Bearbeiter: Christoph Henckel/Karsten Gaede

Zitiervorschlag: BGH, 2 StR 452/16, Beschluss v. 06.06.2017, HRRS 2017 Nr. 926


BGH 2 StR 452/16 - Beschluss vom 6. Juni 2017 (LG Bonn)

Begriff der sexuellen Handlung (Sexualbezug; Erheblichkeit; gewaltsames Entkleiden als sexuelle Handlung).

§ 184h Nr. 1 StGB

Leitsätze des Bearbeiters

1. Das gewaltsame Entkleiden des Tatopfers ist jedoch nur dann als eine sexuelle Handlung im Sinne des § 184h Nr. 1 StGB anzusehen, wenn der Täter „sich schon durch diese Handlung geschlechtliche Erregung oder Befriedigung verschaffen“ will (vgl. BGH NStZ 1993, 78, 79).

2. Eine sexuelle Handlung von einiger Erheblichkeit im Sinne des § 184h Nr. 1 StGB erfordert zunächst eine Handlung mit Sexualbezug. Dies ist nach ständiger Rechtsprechung bei solchen Handlungen der Fall, die bereits objektiv, also allein gemessen an ihrem äußeren Erscheinungsbild die Sexualbezogenheit erkennen lassen. Darüber hinaus können auch sog. ambivalente Handlungen, die für sich betrachtet nicht ohne Weiteres einen sexuellen Charakter aufweisen, tatbestandsmäßig sein; insoweit ist auf das Urteil eines objektiven Betrachters abzustellen, der alle Umstände des Einzelfalles kennt (vgl. BGH NJW 2016, 2049 mwN). Dabei ist auch zu berücksichtigen, ob der Angeklagte von sexuellen Absichten geleitet war (vgl. BGH NStZ-RR 2008, 339, 340).

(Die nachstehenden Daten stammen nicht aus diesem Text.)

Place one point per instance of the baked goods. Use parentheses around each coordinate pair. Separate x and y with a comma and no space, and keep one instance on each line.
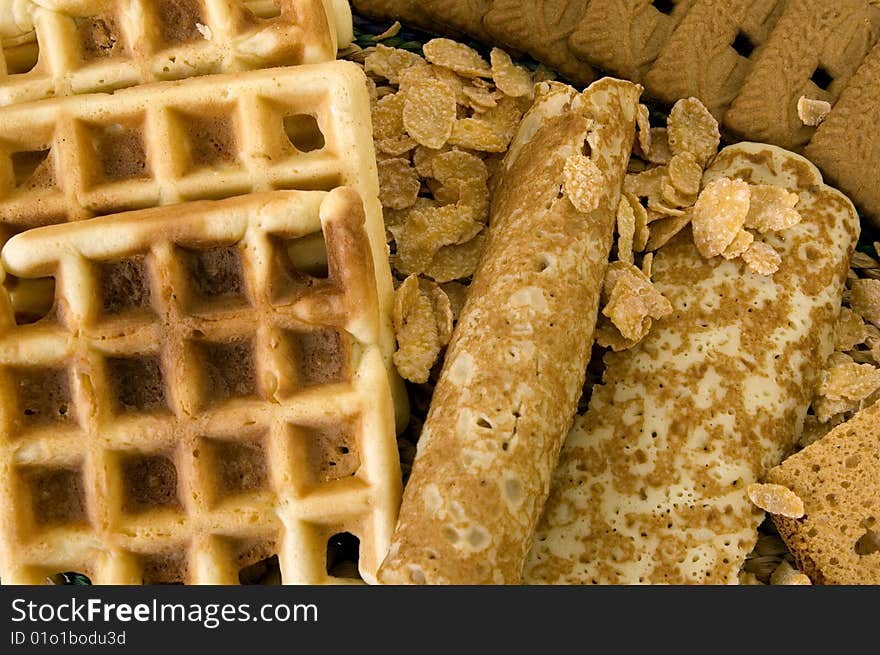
(302,127)
(541,28)
(814,50)
(651,482)
(209,391)
(710,53)
(838,479)
(66,47)
(625,36)
(516,363)
(846,145)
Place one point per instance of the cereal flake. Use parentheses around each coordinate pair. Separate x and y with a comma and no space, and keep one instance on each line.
(583,182)
(692,128)
(776,499)
(719,214)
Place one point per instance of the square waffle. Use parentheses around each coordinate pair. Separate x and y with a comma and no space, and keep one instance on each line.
(303,127)
(70,47)
(206,393)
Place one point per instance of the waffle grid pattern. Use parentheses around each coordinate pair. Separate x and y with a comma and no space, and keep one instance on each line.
(122,43)
(207,138)
(157,431)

3. Darüber hinaus muss die sexuelle Handlung auch die Erheblichkeitsschwelle des § 184h Nr. 1 StGB überschreiten. Als erheblich in diesem Sinne sind solche sexualbezogenen Handlungen zu werten, die nach Art, Intensität und Dauer eine sozial nicht mehr hinnehmbare Beeinträchtigung des im jeweiligen Tatbestand geschützten Rechtsguts besorgen lassen (st. Rspr). Dazu bedarf es einer Gesamtbetrachtung aller Umstände im Hinblick auf die Gefährlichkeit der Handlung für das jeweils betroffene Rechtsgut; unter diesem Gesichtspunkt belanglose Handlungen scheiden aus (vgl. BGH NStZ 2012, 269, 270).

Entscheidungstenor

Auf die Revision des Angeklagten wird das Urteil des Landgerichts Bonn vom 13. Mai 2016 mit den Feststellungen aufgehoben.

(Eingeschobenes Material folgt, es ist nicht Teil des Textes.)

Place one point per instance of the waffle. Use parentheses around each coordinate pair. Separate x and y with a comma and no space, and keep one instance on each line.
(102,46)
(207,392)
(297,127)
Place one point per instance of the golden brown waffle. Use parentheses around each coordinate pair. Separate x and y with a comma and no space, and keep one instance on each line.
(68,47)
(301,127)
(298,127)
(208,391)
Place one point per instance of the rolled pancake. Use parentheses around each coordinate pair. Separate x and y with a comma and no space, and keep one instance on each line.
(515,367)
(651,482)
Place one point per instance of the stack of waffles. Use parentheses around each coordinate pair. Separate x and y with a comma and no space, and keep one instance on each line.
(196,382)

Die Sache wird zu neuer Verhandlung und Entscheidung, auch über die Kosten des Rechtsmittels, an eine andere Jugendkammer des Landgerichts zurückverwiesen.

Gründe

Das Landgericht hat den Angeklagten wegen sexueller Nötigung in Tateinheit mit gefährlicher Körperverletzung zu einer „Einheitsjugendstrafe“ von einem Jahr und neun Monaten mit Bewährung sowie zu einem vierwöchigen Dauerarrest verurteilt. Die dagegen gerichtete und auf die Sachrüge gestützte Revision des Angeklagten hat Erfolg.

I.

1. Das Landgericht hat im Wesentlichen folgende Feststellungen und Wertungen getroffen:

Der Angeklagte lernte am Abend des 5. Dezember 2015 in einer Gaststätte in der Altstadt von B. die spätere Geschädigte, die 41 Jahre alte Zeugin K., kennen. Beide tranken im Verlaufe des Abends nicht unerhebliche Mengen Alkohol, tanzten miteinander, tauschten einvernehmlich Zungenküsse aus und begaben sich gemeinsam auf die Damentoilette, wo die Zeugin dem Angeklagten ihre Tattoos zeigte. Die Geschädigte wurde schließlich ihres „anzüglichen Verhaltens“ wegen der Gaststätte verwiesen und verließ diese gemeinsam mit dem Angeklagten. Am frühen Morgen des folgenden Tages bat die ortsunkundige Geschädigte, die nicht mehr über die für ein Taxi erforderlichen Geldmittel verfügte und den rund vier Kilometer langen Weg zu ihrer Wohnung zu Fuß zurücklegen wollte, den Angeklagten, sie durch die Innenstadt von B. zu begleiten. Sie bereute inzwischen ihr früheres anzügliches Verhalten und wies die wiederholten Versuche des Angeklagten, sie erneut zu küssen, zurück. Der Angeklagte führte die Angeklagte schließlich mit der wahrheitswidrigen Behauptung, seinen Hausschlüssel verloren zu haben und deshalb Verwandte aufsuchen zu müssen, in den Innenhof des Frauenmuseums und stieg eine metallene Außentreppe an dem Gebäude hoch. Die Geschädigte folgte ihm zunächst, wurde jedoch misstrauisch, kehrte schließlich um und erklärte dem Angeklagten erneut, dass sie nach Hause wolle. Auf seine weiteren Versuche, sie zu küssen, reagierte sie abweisend.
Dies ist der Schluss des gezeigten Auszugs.